On stage, Grace Nono sings a sacred prayer.

It’s the first night of the 3rd Malasimbo Festival in Puerto Galera, and the Grace Nono-Bob Aves Group take the stage for the headline performance, which begins with “Open,” an instrumental piece by Bob Aves that lives up to its name.

Soon, Nono takes the stage, slow and sure-footed, as in a ritual. Eyes closed, palms open to the sky, she sings in a language unfamiliar but undeniably Filipino.

The performance baptizes the place and the night as sacrosanct so that simply to close one’s eyes and listen is a prayer in itself. Nono’s voice echoes across the grassy concave and beats beneath the earth. The sound of the gongs and bamboo rise in harmony with the wind rushing through the leaves.

Falling into awe

Photo by Brian Sergio

For the most part, the people listen. They watch, intently, amazement on their faces. They let their bodies ride the melodies, and even if they don’t understand the language, somehow, they fall into reverence as well.

Some are not as affected, choosing instead to keep the music at a background to their conversations, or else vulgarly display their affection in ways much too racy for public consumption – and right by the stage, no less.

Even with all that, Nono and the band are unfazed. “You have to give people the freedom to respond to what they hear in their own way. I look at this as planting seeds. There will be some people who will have a profound experience. There will be some people na parang wala lang,” she said.

“Ganun talaga, depending on a person’s readiness, depending on a person’s background, state of mind. But we have to do what we need to do, which is this – perform,” she added.

Watching their group perform is quite the experience. They incorporate ethnic dances, ethnic costumes. At one point, the entire group links arms and dances across the stage, portraying oneness, compelling the audience to do the same.

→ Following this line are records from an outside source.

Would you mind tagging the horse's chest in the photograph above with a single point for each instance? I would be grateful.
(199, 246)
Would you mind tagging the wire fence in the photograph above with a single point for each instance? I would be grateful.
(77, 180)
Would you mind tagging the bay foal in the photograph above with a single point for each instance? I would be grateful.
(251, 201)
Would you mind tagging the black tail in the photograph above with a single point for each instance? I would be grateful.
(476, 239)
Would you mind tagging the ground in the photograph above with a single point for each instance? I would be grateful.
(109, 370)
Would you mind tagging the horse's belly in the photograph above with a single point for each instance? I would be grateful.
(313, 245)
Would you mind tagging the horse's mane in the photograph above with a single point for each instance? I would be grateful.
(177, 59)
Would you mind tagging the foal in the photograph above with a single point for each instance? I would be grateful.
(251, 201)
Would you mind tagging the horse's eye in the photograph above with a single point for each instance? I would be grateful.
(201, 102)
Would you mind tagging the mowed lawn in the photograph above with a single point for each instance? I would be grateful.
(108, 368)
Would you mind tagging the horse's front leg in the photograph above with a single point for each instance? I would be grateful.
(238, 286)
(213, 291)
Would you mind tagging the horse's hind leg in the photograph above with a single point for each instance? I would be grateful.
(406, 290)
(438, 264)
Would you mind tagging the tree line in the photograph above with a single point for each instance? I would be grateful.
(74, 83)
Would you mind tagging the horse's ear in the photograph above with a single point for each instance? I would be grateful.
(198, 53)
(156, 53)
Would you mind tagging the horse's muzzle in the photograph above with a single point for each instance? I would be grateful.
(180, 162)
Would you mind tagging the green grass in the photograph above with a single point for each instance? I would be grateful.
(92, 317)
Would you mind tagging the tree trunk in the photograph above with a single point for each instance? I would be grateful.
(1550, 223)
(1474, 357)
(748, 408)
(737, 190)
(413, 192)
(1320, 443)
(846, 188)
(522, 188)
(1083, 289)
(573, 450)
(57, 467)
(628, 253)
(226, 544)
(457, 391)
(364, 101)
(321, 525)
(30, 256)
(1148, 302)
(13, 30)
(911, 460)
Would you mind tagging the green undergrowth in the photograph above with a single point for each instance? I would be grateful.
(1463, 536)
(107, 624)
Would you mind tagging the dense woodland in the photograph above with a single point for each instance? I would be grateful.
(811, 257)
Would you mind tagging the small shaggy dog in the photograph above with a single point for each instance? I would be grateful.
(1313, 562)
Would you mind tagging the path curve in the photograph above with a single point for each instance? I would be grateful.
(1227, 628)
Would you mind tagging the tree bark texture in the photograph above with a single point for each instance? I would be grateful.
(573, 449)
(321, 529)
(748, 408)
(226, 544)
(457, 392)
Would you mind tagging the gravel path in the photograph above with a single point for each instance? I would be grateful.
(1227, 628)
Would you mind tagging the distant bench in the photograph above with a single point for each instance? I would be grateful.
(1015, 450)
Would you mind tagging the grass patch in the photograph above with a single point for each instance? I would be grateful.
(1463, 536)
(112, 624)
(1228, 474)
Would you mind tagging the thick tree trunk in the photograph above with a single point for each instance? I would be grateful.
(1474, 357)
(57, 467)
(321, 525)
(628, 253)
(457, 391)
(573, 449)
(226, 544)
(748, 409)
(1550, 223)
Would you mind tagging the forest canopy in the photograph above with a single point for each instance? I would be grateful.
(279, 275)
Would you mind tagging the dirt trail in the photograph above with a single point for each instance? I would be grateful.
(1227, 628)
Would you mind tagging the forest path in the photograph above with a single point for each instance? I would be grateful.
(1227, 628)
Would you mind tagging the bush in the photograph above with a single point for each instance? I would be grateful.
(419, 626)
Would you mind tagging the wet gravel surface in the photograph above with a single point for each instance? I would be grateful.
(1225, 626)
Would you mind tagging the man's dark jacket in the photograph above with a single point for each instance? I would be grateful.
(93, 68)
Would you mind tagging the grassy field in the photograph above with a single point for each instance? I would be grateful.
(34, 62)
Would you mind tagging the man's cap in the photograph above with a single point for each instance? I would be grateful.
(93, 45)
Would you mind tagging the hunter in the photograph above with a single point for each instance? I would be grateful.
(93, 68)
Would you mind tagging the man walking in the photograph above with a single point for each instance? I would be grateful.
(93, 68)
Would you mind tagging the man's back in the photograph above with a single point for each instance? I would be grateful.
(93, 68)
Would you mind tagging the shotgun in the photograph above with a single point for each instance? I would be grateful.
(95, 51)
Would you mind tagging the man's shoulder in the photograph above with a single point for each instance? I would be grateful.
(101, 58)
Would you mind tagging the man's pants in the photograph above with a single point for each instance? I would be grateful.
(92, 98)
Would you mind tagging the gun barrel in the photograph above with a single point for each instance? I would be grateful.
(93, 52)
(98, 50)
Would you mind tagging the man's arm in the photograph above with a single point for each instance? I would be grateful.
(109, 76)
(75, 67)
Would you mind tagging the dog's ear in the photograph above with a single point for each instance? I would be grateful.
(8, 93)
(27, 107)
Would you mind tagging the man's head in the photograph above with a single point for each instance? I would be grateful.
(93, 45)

Their instrumental line-up could be a history lesson, including everything from the pre-colonial kulintang and the tagpi, to the Hispanic octavina, to guitars—they even use computers. Their songs are mostly chants and prayers in regional languages, or else instrumental pieces that are heavy on the jazz.

Sonic escape from the city

Photo by Brian Sergio

The result is a sound unique even at a festival that is already an escape from the mainstream to begin with. To many of the people in the audience—made up mostly of young Manilenyos and foreigners from all over the world—the ethnic melodies and language certainly come off as exotic, a departure from the contemporary.

But as Nono explains, their music is contemporary: “What you say traditional is really also contemporary. These are living traditions, they have not died.”

“The artists who compose these chants are still alive, or if they have gone, mayroong new generation naman na gumagawa. It is contemporary,” she says.

For Nono, their music reminds people of our rich cultural heritage, of the traditions that may be on the verge of being forgotten, if not for these very artists who keep them alive.

“Ewan ko baka nanibago sila sa repertoire, pero it’s good to hear something different. Something different is really a part of who we are deep inside,” Nono says. “Nakalimutan because the sounds that we hear on a day to day basis are very different, so it’s good to be reminded.”